Johnny Orr

Personal information
- Full name: John Tait Orr
- Date of birth: 15 December 1888
- Place of birth: Leith, Scotland
- Date of death: 13 May 1971 (aged 82)
- Place of death: Leith, Scotland
- Height: 5 ft 6 in (1.68 m)
- Position: Inside forward

Youth career
- Leith Renton

Senior career*
- Years: Team / Apps / (Gls)
- 1906–1908: Newtongrange Star
- 1908–1920: Blackburn Rovers / 75 / (30)
- 1922–1926: Leith Athletic / 35 / (14)

= Johnny Orr (footballer) =

Scottish footballer

John Tait Orr (15 December 1888 – 13 May 1971) was a Scottish footballer who played as an inside forward. Having moved from Newtongrange Star to Blackburn Rovers as a teenager in January 1908, he was often a reserve for the likes of Eddie Latheron, Jock Simpson, Danny Shea and compatriot Walter Aitkenhead, but had a role in the squads which won the English Football League championship in 1911–12 and 1913–14. Towards the end of the latter season, he was selected for the Home Scots v Anglo-Scots international trial match, but this did not lead on to a full cap.
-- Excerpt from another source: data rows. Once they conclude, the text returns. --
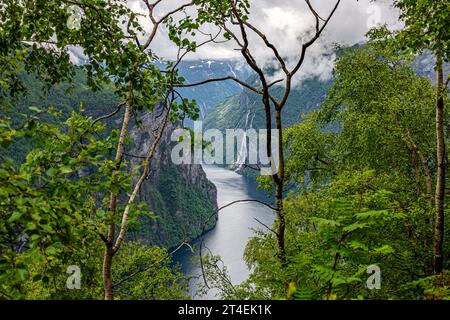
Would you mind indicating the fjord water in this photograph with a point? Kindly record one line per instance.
(235, 226)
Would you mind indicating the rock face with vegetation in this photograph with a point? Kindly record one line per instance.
(181, 196)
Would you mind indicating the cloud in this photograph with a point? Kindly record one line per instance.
(287, 24)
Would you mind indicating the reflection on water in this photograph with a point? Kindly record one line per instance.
(235, 226)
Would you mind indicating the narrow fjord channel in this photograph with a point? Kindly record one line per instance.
(235, 226)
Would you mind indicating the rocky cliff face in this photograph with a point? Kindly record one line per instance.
(181, 196)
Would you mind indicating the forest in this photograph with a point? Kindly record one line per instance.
(92, 207)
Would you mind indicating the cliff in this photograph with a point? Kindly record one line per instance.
(181, 196)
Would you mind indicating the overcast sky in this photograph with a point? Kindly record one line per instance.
(286, 24)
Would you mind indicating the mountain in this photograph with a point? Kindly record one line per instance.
(211, 94)
(245, 111)
(180, 196)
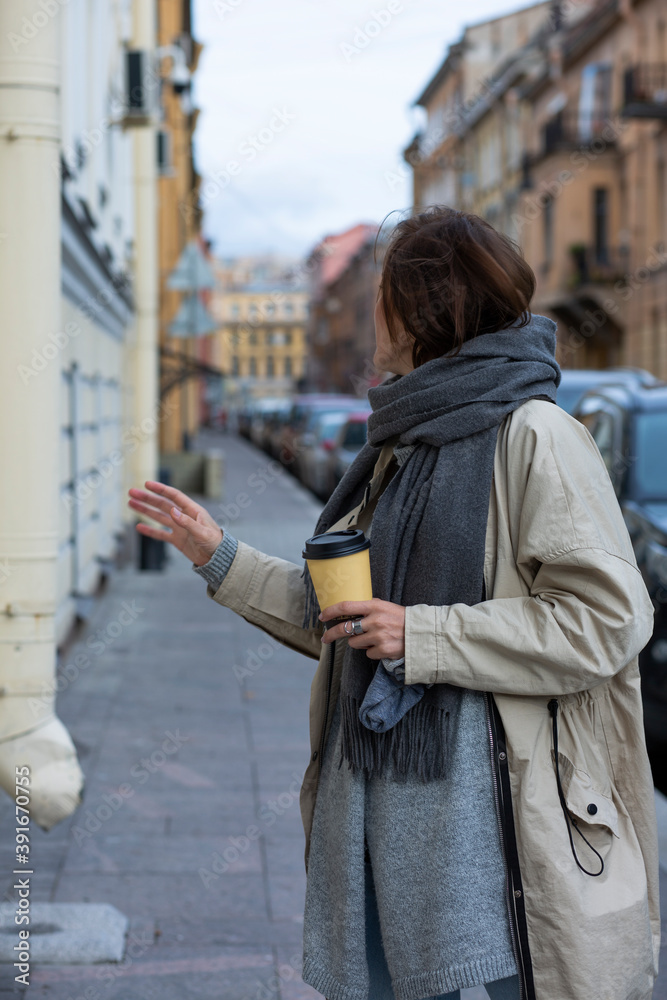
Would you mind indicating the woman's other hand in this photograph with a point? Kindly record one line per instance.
(383, 623)
(190, 528)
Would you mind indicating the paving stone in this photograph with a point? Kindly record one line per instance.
(74, 933)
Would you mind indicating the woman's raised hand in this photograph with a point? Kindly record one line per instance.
(190, 528)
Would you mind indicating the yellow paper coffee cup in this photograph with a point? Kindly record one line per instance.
(339, 566)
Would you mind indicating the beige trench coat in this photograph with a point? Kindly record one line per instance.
(565, 617)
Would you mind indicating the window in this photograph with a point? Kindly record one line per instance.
(548, 231)
(601, 225)
(602, 427)
(656, 338)
(651, 446)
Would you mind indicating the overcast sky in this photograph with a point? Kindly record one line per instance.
(310, 113)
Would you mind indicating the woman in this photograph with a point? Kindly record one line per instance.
(478, 806)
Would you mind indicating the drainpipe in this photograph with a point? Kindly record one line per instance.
(143, 353)
(30, 393)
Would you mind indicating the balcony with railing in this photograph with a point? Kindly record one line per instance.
(570, 130)
(645, 91)
(598, 265)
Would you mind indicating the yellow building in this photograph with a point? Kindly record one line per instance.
(565, 150)
(261, 342)
(595, 212)
(469, 151)
(179, 218)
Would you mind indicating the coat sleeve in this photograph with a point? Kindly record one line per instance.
(268, 592)
(586, 611)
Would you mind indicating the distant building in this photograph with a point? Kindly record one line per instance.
(444, 170)
(261, 341)
(565, 150)
(344, 282)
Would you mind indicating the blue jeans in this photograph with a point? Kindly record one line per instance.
(381, 989)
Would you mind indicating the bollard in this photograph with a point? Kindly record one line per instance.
(214, 468)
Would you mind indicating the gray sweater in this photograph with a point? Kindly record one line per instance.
(436, 858)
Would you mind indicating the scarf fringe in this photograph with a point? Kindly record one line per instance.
(311, 606)
(417, 744)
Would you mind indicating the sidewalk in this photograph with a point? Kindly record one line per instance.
(203, 758)
(200, 720)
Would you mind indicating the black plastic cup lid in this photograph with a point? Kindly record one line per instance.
(332, 544)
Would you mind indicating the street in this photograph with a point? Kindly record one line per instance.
(192, 728)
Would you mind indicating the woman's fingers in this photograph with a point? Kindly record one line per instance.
(145, 508)
(174, 496)
(199, 532)
(152, 499)
(146, 529)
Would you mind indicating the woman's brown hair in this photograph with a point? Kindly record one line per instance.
(449, 276)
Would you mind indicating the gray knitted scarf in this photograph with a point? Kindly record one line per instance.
(429, 525)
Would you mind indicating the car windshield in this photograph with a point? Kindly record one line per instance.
(328, 425)
(354, 436)
(652, 455)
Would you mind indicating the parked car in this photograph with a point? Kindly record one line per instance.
(304, 408)
(350, 440)
(576, 381)
(263, 410)
(316, 446)
(629, 425)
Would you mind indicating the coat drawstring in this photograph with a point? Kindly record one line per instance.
(570, 820)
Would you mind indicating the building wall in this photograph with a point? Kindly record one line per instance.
(260, 327)
(97, 313)
(179, 218)
(547, 153)
(618, 314)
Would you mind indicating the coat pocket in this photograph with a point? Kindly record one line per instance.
(589, 813)
(595, 813)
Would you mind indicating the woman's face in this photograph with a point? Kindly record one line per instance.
(387, 357)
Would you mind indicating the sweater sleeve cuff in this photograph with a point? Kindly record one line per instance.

The outbreak of the First World War in 1914 disrupted football and led to official competitions in England being cancelled a year later; during the conflict, Orr agreed to play some matches for Blackburn's local rivals Burnley and also featured for Preston North End, but otherwise missed out on what would probably have been the peak years of his sporting career, and joined the British Army in 1917. He remained on Blackburn's books until the end of the 1919–20 season, but made only three post-war league appearances due to injury (despite some callous newspaper reports having predicted that after demobilisation from the armed forces, "he is certain of his place now" – Latheron having been killed in the war). Orr returned to Scotland and made a comeback in his 30s playing for hometown club Leith Athletic in minor competitions including the Scottish Football Alliance, and for two seasons in the Scottish Football League Division Three. A benefit match was played for him in 1926.

His uncle Willie Orr was also a football player (Celtic, Scotland) and manager (Airdrieonians, Leicester City).